For all of Singh’s histrionics, he ripped up the Confidence and Supply Agreement because he’s polling badly and he did this because he’s polling badly. He doesn’t actually believe the carbon tax hurts the poor and middle class, because if he did he’d have used his leverage to fix it. We know from his complete refusal to advocate for a new taxation and subsidy model that he knows what everyone else knows, which is that the economic benefits of the carbon tax go down the higher up the income scale you go. He knows this. For the character he plays in front of the cameras, he’s not actually braindead stupid. And yet, he’s willing to debase himself to try and get the 15% in Leger or the 16% in Ipsos back up to 19%. Frat hazings are less pathetic than Jagmeet’s ritual humiliation, mostly because at least a frat hazing means you actually get the thing you want at the end of it.

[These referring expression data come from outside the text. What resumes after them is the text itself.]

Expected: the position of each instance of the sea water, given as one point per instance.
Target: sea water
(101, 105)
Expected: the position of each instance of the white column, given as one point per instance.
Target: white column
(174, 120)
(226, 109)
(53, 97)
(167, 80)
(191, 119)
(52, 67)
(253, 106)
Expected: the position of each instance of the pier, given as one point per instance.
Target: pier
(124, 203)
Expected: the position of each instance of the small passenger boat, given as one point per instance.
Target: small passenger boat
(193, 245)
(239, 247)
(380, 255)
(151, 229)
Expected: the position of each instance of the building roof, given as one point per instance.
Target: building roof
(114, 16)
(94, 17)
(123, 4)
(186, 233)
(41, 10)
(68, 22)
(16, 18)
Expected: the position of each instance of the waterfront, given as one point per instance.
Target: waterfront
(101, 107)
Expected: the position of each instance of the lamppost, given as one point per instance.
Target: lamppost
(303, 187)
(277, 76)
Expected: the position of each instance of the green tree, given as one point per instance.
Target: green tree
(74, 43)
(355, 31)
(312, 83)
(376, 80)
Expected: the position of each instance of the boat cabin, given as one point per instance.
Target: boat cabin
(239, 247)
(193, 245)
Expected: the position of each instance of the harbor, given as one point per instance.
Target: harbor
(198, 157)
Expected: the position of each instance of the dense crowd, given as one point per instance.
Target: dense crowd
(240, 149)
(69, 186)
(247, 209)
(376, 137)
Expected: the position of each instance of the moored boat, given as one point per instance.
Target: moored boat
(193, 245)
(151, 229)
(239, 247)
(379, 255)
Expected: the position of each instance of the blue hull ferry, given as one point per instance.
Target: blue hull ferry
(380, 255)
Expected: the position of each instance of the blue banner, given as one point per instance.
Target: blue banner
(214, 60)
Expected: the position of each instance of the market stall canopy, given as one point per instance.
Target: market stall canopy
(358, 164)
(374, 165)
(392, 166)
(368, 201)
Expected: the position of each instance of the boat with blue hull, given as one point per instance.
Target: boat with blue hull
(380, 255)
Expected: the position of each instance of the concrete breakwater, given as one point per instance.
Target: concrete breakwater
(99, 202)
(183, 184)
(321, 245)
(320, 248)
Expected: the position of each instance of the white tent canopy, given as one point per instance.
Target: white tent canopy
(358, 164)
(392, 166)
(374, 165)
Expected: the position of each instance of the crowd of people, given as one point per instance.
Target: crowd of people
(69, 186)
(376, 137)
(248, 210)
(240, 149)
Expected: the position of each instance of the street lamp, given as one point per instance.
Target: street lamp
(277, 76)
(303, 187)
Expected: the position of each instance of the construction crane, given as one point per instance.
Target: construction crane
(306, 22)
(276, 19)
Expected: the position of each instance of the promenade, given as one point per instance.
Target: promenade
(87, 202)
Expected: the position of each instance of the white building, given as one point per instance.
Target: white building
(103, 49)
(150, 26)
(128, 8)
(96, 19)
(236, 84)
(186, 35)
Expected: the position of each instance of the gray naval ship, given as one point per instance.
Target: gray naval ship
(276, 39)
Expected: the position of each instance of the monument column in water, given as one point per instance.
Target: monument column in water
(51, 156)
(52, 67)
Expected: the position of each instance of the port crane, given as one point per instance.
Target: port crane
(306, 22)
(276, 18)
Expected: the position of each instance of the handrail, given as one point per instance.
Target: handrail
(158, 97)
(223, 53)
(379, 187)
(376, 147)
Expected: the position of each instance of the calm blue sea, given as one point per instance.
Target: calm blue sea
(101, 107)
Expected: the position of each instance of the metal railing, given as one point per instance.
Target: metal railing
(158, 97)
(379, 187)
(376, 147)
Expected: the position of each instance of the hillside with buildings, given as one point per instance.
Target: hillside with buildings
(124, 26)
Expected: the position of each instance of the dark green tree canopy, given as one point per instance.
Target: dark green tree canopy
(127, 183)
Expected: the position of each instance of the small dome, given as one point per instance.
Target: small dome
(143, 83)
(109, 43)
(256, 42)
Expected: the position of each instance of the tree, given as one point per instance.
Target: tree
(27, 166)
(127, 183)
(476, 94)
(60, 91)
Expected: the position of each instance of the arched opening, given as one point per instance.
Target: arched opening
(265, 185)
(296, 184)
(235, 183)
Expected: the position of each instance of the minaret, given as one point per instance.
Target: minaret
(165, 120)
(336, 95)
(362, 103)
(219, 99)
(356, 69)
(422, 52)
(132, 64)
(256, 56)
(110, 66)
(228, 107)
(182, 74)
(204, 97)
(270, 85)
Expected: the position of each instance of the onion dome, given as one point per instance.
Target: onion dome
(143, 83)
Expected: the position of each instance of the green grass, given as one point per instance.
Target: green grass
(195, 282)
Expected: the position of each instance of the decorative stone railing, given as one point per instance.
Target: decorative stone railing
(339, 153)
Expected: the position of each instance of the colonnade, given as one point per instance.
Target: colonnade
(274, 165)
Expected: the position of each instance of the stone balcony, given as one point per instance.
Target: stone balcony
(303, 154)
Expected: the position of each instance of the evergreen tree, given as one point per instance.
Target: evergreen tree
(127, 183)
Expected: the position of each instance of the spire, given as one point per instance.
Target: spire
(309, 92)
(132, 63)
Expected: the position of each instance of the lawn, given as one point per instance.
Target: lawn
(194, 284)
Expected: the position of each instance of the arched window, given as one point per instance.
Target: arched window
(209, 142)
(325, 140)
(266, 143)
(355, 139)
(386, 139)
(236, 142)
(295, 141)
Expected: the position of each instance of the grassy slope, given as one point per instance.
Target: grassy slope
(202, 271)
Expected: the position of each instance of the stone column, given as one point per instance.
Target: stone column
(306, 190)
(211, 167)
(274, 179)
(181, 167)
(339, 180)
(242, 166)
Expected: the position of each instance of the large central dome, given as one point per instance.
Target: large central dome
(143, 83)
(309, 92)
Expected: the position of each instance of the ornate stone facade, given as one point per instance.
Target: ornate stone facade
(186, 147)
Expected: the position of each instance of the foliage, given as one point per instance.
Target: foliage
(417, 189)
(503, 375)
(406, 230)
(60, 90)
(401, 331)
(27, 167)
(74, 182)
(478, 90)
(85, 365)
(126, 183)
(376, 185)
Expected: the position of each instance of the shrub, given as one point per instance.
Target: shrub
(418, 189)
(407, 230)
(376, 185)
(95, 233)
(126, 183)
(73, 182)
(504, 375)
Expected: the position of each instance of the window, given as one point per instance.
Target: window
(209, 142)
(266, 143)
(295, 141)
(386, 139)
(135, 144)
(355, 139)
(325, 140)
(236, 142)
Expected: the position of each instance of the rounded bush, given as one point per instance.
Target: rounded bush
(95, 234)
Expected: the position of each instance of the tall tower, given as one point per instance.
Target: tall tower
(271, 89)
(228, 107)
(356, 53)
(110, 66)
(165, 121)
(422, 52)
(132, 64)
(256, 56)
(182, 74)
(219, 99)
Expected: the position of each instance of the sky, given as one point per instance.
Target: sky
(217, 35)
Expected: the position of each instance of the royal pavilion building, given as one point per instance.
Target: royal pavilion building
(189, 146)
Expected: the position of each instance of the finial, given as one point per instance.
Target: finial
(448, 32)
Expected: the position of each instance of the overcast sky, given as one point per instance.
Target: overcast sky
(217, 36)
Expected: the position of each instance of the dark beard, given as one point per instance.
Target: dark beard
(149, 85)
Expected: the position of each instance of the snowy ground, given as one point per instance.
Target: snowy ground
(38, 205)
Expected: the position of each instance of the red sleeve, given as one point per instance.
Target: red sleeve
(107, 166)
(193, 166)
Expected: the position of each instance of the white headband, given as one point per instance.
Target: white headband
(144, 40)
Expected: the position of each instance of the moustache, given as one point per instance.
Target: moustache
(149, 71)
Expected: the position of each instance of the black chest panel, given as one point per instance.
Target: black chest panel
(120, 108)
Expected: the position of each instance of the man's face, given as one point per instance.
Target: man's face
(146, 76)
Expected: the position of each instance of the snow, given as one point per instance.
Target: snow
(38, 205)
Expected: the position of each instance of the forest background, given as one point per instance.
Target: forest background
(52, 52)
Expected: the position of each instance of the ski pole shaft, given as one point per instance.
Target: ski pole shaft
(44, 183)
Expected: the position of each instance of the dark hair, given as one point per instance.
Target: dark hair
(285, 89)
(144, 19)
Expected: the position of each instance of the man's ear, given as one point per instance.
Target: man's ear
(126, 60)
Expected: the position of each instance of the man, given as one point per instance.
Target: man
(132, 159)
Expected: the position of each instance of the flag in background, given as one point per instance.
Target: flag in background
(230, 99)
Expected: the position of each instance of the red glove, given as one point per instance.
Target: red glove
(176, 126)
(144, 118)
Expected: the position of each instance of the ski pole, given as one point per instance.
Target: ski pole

Jagmeet’s Carbon Tax capitulation won’t save the NDP seats. It won’t advance progressive causes. It won’t make the air easier to breathe. It only serves as a reminder of how far the NDP have debased themselves with a pathetic, sorry excuse of a leader, a puppet to Poilievre, and a disgrace to every cause he claims to care about.
And the worst part is I knew it before I voted for his party. It is one of the great regrets of my life that I used such a precious gift on such a dishonourable party. Don’t make my mistake again.
Singh has had a longer tenure as NDP Leader than Mulcair did because he did a better job in managing expectations: the party expected to form government under Mulcair, but the party under Singh only expected to maintain a rump of seats. Of course, how low expectations became so tolerable is the core problem now at hand...
I could not agree more. How it is that Jagmeet Singh has managed to keep the leadership of the NDP is profoundly baffling.